Structural Mechanisms of Actin Isoforms

Actin isoforms organize into distinct networks that are essential for the normal function of eukaryotic cells. Despite a high level of sequence and structure conservation, subtle changes in their design principles determine the interaction with myosin motors and actin-binding proteins. The functional diversity is further increased by posttranslational modifications (PTMs). Therefore, identifying how the structure of actin isoforms relates to function is important for our understanding of normal cytoskeletal physiology. Here, we report the high-resolution structures of filamentous skeletal α-actin (3.37Å), cardiac α-actin (3.07Å), ß-actin (2.99Å), and γ-actin (3.38Å) in the Mg2+·ADP state with their native PTMs. The structures revealed isoform-specific conformations of the N-terminus that shifts closer to the filament surface upon myosin binding, thereby establishing isoform-specific interfaces. Retropropagated structural changes further show that myosin binding modulates actin filament structure.
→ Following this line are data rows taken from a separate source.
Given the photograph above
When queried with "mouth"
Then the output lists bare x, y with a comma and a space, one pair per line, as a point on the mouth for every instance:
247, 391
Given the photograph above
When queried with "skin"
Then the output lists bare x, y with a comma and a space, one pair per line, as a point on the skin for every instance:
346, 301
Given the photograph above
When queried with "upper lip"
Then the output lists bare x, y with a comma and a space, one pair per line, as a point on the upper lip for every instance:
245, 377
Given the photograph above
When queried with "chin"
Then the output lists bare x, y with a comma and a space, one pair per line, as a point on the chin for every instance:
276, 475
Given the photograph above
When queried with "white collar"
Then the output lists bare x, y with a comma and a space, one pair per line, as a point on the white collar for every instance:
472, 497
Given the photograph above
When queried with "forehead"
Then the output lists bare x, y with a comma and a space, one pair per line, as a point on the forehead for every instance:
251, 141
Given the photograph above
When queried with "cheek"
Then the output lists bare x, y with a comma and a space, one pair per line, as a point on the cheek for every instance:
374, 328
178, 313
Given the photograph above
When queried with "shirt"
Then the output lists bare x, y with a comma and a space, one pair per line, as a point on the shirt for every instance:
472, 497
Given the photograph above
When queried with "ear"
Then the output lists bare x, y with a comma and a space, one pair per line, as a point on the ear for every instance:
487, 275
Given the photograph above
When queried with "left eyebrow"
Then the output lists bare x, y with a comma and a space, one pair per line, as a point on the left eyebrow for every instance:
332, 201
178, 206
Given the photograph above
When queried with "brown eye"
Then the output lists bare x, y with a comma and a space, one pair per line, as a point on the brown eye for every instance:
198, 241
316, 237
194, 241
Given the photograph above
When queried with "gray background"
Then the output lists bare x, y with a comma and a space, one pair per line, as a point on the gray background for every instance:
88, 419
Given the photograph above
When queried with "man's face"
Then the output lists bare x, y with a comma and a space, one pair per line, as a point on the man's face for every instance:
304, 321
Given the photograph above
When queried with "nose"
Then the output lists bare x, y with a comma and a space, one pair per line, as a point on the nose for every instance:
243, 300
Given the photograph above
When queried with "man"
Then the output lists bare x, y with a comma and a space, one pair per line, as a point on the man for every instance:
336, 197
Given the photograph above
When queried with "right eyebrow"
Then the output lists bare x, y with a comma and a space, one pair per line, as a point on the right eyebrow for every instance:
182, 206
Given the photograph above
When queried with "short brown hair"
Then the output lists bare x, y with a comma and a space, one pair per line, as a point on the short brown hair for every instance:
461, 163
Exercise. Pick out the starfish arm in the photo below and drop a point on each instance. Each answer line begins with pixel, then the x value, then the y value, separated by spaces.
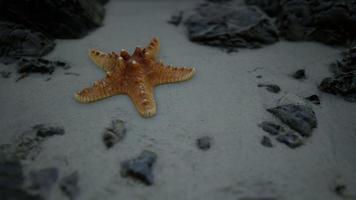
pixel 143 99
pixel 100 90
pixel 152 49
pixel 107 61
pixel 168 74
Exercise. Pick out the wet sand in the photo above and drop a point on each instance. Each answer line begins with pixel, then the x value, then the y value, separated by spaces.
pixel 221 101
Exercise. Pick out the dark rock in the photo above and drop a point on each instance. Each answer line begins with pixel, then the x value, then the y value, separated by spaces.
pixel 330 22
pixel 266 141
pixel 271 7
pixel 39 65
pixel 11 182
pixel 115 133
pixel 28 144
pixel 314 99
pixel 299 74
pixel 290 139
pixel 176 19
pixel 11 175
pixel 42 180
pixel 45 131
pixel 72 73
pixel 17 41
pixel 140 168
pixel 58 19
pixel 5 74
pixel 69 185
pixel 204 143
pixel 271 128
pixel 230 26
pixel 298 117
pixel 343 82
pixel 270 87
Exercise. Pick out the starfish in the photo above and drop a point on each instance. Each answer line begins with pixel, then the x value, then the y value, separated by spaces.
pixel 134 75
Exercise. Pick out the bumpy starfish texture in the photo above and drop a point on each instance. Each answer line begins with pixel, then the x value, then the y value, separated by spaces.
pixel 134 75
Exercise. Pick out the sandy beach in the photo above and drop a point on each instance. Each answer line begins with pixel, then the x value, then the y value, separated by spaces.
pixel 221 101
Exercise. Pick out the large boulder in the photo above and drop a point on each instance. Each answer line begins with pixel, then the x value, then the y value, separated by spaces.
pixel 59 19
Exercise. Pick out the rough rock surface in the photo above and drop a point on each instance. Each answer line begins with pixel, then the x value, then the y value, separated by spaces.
pixel 17 41
pixel 301 118
pixel 58 19
pixel 28 144
pixel 271 7
pixel 330 22
pixel 343 82
pixel 115 133
pixel 140 168
pixel 230 26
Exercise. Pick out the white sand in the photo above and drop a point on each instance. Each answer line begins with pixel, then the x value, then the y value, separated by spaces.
pixel 222 101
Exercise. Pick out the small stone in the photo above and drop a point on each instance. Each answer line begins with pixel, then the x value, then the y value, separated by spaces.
pixel 290 139
pixel 140 168
pixel 204 143
pixel 115 133
pixel 314 99
pixel 69 185
pixel 271 127
pixel 270 87
pixel 266 141
pixel 298 117
pixel 299 74
pixel 43 131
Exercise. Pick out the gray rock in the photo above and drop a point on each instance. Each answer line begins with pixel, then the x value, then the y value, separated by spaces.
pixel 290 139
pixel 266 141
pixel 69 185
pixel 298 117
pixel 68 19
pixel 18 41
pixel 115 133
pixel 230 26
pixel 140 168
pixel 271 127
pixel 270 87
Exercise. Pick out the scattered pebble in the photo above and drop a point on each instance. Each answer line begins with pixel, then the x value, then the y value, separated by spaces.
pixel 28 144
pixel 266 141
pixel 176 19
pixel 298 117
pixel 292 140
pixel 314 99
pixel 299 74
pixel 140 168
pixel 271 127
pixel 204 143
pixel 115 133
pixel 69 185
pixel 270 87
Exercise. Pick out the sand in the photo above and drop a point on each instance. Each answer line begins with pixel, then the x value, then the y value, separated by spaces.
pixel 221 101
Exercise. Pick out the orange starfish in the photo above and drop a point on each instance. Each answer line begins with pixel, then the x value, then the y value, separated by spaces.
pixel 134 75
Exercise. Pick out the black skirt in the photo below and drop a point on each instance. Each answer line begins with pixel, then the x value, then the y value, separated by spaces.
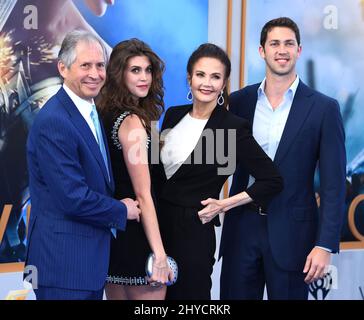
pixel 128 255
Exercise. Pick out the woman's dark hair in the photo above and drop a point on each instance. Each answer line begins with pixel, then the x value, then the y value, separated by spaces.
pixel 209 50
pixel 115 97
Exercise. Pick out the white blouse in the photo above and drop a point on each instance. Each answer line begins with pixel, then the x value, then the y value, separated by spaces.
pixel 180 142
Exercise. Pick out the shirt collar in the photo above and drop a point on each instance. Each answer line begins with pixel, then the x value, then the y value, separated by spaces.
pixel 84 106
pixel 291 90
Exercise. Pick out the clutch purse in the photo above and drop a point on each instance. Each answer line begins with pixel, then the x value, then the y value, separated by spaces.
pixel 171 263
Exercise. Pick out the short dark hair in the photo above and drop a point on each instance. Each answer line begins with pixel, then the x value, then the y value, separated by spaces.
pixel 279 22
pixel 210 50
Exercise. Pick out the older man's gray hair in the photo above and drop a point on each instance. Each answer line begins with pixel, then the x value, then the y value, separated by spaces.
pixel 67 53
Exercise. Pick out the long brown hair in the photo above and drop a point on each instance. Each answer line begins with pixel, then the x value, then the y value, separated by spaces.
pixel 115 97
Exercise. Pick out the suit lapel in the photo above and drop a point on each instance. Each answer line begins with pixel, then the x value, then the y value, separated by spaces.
pixel 86 133
pixel 301 106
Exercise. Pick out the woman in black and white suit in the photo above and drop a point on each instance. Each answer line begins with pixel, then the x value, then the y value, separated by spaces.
pixel 200 151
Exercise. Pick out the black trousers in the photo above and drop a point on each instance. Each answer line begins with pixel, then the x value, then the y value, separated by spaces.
pixel 192 244
pixel 248 265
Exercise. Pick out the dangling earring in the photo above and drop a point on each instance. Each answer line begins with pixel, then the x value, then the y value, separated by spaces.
pixel 189 95
pixel 221 100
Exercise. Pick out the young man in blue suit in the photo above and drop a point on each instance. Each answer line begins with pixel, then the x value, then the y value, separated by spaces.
pixel 287 245
pixel 71 183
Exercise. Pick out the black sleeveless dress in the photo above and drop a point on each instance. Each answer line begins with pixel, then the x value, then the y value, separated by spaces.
pixel 130 249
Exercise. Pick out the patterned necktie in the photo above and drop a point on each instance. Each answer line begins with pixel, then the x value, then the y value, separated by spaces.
pixel 100 140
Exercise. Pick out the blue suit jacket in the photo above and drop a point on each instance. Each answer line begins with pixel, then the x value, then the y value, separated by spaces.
pixel 72 205
pixel 313 135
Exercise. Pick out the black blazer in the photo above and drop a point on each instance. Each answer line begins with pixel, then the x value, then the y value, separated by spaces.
pixel 193 182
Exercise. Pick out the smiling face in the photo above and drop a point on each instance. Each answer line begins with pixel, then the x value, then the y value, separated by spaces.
pixel 86 75
pixel 207 80
pixel 138 76
pixel 280 51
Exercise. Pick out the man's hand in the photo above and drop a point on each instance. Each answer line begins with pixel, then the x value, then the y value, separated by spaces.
pixel 316 265
pixel 133 209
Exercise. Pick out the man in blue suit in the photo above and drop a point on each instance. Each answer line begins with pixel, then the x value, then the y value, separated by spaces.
pixel 287 245
pixel 71 183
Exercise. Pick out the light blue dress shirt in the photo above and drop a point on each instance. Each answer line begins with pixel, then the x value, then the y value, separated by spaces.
pixel 269 123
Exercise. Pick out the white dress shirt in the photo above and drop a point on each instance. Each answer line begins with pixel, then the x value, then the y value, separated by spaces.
pixel 180 142
pixel 269 123
pixel 83 106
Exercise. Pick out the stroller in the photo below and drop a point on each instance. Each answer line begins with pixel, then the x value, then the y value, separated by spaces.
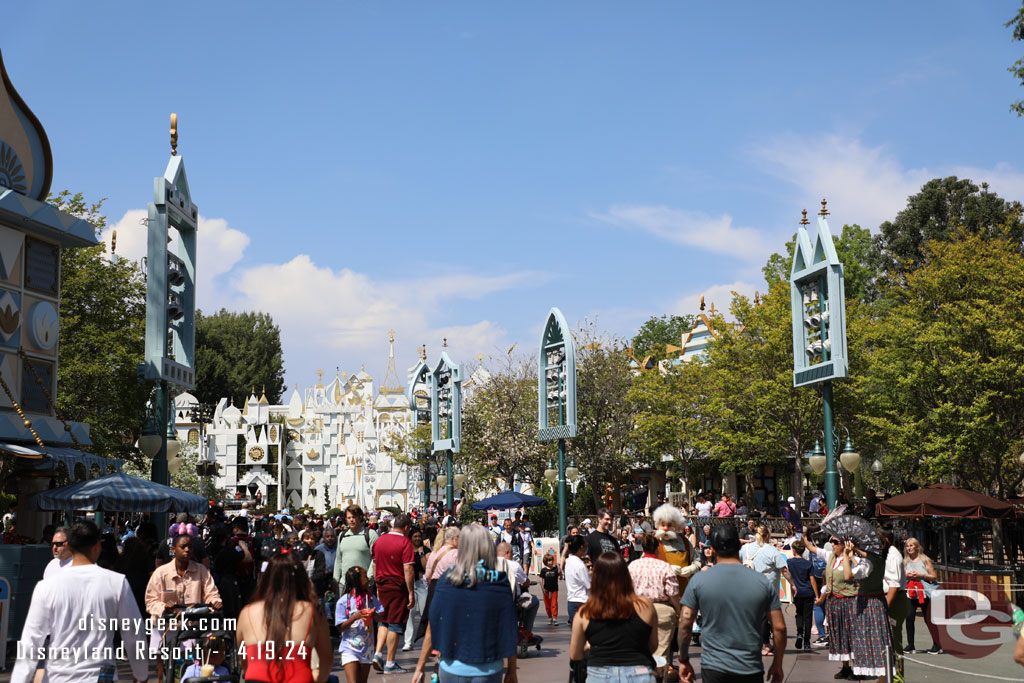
pixel 203 643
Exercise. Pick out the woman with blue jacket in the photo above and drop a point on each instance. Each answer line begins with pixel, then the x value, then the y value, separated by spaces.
pixel 472 615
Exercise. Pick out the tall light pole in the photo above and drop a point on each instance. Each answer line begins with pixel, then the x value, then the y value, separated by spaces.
pixel 170 299
pixel 556 407
pixel 418 395
pixel 818 308
pixel 445 416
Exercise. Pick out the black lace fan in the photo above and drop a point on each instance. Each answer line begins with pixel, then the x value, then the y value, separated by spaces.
pixel 858 529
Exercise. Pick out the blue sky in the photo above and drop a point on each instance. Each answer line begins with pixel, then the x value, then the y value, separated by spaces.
pixel 457 168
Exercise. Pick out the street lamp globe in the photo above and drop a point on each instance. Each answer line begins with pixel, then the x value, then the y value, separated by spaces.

Further, our structures enabled us to reveal the location of disease-causing mutations and to analyze them with respect to known locations of PTMs. Collectively, the previously unknown structures of single-isotype, posttranslationally modified bare cardiac α-actin, ß-actin, and γ-actin reveal general principles, similarities, and differences between isoforms. They complement the repertoire of known actin structures and allow for a comprehensive understanding of in vitro and in vivo functions of actin isoforms. ### Competing Interest Statement The authors have declared no competing interest.